Und die sich von einem Tag auf den anderen ändern konnte. Alles ist möglich, nen Scheiss muss ich.

Selbst in der anstrengenden und fordernden Phase der Dreißiger und Vierziger verhaftet, blickte ich mit einer Mischung aus Neid und Entsetzen auf die freien, wilden Frauen.

Mit viel Glück bin ich jetzt in genau diese Phase des Lebens eingetreten. Sie ist nicht weniger anstrengend als die zuvor. Sie macht dünnhäutig und melancholisch; und sie macht Appetit auf Lust und Leben.

Der wesentliche Unterschied zu frühen Lebensphasen ist, dass man dem Himmel ein ziemliches Stück näher kommt. Immer näher und näher.

Und dort, in diesem Himmel, der sich schon deutlich abzeichnet, ist Entfaltung möglich, sogar angesagt wie nichts anderes.

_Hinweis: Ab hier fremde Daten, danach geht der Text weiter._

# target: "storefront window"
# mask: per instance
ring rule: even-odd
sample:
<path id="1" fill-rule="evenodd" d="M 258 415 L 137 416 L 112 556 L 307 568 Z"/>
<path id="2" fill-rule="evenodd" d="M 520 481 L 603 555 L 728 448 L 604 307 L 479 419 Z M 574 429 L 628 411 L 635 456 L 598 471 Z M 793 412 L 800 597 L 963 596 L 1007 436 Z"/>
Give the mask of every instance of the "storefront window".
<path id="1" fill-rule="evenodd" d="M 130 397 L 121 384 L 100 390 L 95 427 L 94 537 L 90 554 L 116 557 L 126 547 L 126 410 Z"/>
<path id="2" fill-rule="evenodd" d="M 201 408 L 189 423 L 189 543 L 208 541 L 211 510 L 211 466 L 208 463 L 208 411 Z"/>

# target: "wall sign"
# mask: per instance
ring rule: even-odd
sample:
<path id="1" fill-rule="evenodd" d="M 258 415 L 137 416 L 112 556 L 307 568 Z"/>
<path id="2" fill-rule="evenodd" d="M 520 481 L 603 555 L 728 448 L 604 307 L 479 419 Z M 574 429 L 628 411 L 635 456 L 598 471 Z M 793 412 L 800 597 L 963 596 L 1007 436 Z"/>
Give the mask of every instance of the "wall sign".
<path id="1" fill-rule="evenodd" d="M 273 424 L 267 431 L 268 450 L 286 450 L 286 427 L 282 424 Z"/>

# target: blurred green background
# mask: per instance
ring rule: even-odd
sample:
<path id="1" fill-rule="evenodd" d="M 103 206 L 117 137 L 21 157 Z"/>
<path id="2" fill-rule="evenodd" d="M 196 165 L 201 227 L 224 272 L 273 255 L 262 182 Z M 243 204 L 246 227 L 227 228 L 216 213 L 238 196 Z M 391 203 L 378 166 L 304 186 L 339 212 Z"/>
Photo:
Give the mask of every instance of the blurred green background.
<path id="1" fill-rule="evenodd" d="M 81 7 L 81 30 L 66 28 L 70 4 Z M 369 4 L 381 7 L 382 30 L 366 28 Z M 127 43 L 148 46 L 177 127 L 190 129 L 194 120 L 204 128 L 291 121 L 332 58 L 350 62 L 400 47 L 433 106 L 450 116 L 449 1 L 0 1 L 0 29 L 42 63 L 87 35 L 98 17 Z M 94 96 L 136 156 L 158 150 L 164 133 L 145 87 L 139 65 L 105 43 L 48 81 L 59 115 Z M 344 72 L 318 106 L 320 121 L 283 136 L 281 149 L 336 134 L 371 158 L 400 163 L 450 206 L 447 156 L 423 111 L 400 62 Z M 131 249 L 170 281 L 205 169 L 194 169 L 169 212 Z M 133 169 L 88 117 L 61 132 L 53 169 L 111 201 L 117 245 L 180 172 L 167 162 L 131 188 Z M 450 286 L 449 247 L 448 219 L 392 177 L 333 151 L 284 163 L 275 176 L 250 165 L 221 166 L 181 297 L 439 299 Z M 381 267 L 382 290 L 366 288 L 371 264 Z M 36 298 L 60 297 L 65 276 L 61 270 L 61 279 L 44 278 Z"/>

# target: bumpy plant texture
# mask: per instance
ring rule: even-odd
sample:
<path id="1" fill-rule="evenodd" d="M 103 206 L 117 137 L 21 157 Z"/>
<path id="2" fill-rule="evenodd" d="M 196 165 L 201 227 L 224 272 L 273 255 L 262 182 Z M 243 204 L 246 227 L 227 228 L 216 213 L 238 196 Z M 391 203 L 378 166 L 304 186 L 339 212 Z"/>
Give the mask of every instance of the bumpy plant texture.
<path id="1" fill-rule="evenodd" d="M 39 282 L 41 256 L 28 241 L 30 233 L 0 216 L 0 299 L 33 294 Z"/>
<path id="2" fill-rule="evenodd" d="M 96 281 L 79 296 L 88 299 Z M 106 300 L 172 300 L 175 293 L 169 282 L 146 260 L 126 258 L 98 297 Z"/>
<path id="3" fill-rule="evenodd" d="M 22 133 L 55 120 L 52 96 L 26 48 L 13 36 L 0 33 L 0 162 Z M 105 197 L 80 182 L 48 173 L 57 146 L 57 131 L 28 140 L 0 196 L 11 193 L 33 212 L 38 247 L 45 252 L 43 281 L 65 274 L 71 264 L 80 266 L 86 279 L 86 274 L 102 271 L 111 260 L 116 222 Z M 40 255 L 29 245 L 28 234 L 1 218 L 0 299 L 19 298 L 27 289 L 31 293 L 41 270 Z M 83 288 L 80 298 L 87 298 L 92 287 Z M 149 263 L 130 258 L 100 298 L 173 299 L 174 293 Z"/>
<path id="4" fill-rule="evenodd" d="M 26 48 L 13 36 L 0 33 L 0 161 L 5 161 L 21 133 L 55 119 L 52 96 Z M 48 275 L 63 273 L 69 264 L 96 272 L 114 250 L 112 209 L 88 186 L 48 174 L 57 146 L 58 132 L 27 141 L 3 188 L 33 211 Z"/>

Hier und Jetzt bietet er ein Übungsfeld als Vorbereitung auf die Lichtparty, auf deren Tanzfläche wir uns alle eines Tages im Rhythmus der Musik des Universums bewegen werden.

Kreativität & Liebe. Und sonst nichts!

Wer dem Himmel nahe kommt der spürt einen Hauch dessen, was von unendlichem Wert ist.